Als Maler ist Burkhard Driest bisher nur wenigen bekannt - dabei beschäftigt er sich schon seit früher Jugend mit der Malerei. Erstmalig ist nun im Westwendischen Kunstvereins eine umfassende Werkschau von Driest zu sehen - politisch und satirisch, wuchtig und farbmächtig erzählen die 48 großformatigen Bilder von Machtgelüsten, imposanten Männlichkeiten oder schuldbelasteter, qualvoller Resultate von Sex.
"Wenn Journalisten schreiben, ich sei der Maler der geöffneten Schenkel, so haben sie nicht verstanden, worum es mir geht," so Burkhard Driest in seiner kurzen, aber prägnanten Rede zur Vernissage am Samstag Nachmittag im Gartower Zehntspeicher. "Die Beweglichkeit der Körper, ihr Zusammenspiel ist immer wieder aufs Neue eine Herausforderung für die formale Gestaltung eines Bildes."

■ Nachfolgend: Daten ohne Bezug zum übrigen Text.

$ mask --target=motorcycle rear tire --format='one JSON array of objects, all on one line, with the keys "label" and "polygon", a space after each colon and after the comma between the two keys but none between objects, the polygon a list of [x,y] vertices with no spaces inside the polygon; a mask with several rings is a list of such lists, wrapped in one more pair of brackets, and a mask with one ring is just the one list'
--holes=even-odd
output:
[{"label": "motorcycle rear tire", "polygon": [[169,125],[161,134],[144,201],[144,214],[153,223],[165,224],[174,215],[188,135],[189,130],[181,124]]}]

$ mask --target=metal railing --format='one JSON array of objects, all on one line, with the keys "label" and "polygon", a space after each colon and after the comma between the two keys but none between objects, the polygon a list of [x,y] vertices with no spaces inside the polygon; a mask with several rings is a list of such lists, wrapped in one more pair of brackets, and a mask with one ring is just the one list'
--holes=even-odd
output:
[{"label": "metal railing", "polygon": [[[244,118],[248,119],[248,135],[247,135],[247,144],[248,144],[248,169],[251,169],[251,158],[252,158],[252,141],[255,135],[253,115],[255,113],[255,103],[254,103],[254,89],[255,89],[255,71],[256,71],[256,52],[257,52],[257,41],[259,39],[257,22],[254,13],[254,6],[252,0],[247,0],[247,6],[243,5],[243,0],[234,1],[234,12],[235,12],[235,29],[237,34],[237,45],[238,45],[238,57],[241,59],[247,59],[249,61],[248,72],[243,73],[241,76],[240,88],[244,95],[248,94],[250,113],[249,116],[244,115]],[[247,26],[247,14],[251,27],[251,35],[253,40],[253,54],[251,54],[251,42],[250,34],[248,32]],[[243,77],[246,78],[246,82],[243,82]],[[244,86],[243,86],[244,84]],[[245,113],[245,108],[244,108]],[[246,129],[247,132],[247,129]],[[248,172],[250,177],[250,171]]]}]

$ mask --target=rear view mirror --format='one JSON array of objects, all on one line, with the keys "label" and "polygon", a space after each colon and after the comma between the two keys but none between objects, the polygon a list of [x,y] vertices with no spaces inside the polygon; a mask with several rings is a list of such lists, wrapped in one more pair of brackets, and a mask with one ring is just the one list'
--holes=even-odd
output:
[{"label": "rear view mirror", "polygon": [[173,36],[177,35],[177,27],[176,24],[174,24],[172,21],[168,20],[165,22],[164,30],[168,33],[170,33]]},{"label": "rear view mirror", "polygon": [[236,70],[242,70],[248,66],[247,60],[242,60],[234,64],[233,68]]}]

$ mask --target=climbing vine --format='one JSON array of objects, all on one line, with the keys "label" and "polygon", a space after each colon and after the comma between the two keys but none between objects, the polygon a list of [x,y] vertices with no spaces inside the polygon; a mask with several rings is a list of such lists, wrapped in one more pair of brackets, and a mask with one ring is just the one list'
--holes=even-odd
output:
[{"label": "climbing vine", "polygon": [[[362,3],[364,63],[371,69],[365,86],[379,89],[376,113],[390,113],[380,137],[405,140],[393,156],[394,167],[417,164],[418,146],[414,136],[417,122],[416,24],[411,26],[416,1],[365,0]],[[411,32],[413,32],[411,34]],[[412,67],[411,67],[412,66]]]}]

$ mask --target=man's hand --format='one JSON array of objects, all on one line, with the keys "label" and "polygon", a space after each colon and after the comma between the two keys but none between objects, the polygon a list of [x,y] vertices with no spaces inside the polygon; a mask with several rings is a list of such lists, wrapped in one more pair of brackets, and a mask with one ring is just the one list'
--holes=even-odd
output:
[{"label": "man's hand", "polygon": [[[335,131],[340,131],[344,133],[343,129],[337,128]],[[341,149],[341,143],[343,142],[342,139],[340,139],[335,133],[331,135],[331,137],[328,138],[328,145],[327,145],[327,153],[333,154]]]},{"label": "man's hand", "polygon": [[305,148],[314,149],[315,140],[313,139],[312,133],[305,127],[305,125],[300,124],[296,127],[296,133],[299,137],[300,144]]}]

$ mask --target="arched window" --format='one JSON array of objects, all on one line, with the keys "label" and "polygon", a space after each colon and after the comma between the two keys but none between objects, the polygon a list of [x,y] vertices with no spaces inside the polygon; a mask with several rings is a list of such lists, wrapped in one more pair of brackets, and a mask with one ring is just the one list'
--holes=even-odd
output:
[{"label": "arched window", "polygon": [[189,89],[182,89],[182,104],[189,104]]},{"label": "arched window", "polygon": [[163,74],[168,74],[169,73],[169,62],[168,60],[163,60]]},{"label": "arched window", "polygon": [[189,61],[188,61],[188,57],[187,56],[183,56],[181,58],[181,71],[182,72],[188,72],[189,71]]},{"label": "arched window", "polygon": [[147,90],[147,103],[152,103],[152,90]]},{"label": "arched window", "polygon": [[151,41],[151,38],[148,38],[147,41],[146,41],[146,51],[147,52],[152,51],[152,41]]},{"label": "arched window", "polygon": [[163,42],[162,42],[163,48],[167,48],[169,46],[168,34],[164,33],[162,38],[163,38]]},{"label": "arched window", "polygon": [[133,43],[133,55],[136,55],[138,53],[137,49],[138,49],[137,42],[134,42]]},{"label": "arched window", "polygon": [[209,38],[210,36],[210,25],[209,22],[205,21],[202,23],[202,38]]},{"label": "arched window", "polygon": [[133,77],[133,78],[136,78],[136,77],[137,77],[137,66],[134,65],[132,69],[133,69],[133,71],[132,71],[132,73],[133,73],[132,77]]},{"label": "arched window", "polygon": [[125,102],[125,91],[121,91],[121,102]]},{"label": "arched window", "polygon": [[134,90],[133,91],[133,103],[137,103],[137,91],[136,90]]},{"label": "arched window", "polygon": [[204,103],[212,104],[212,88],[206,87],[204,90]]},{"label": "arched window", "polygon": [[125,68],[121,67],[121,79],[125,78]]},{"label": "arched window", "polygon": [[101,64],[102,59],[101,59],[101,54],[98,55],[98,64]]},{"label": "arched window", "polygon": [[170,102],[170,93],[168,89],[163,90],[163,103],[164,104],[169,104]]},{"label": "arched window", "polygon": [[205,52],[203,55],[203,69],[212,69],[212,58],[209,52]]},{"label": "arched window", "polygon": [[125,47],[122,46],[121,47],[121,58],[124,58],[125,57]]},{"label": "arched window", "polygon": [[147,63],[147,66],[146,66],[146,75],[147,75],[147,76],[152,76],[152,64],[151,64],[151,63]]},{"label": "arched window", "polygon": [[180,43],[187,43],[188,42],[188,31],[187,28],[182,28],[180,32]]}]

Wuchtige Körper, oft nackt, sind in vielen der 48 Gemälde zu sehen - dabei durchaus einige mit geöffneten Schenkel . Für manchen Feingeist mögen sie in ihrer drastischen Darstellung provozierend wirken. Doch immer wieder schimmert auch Ironie in den Werken durch - wenn sie bedauerlicherweise nicht ohne einen vergleichenden Blick in den umfangreichen Katalog wahrnehmbar ist, wie zum Beispiel bei dem Bild "Cogito ergo sum" (Ich denke, also bin ich).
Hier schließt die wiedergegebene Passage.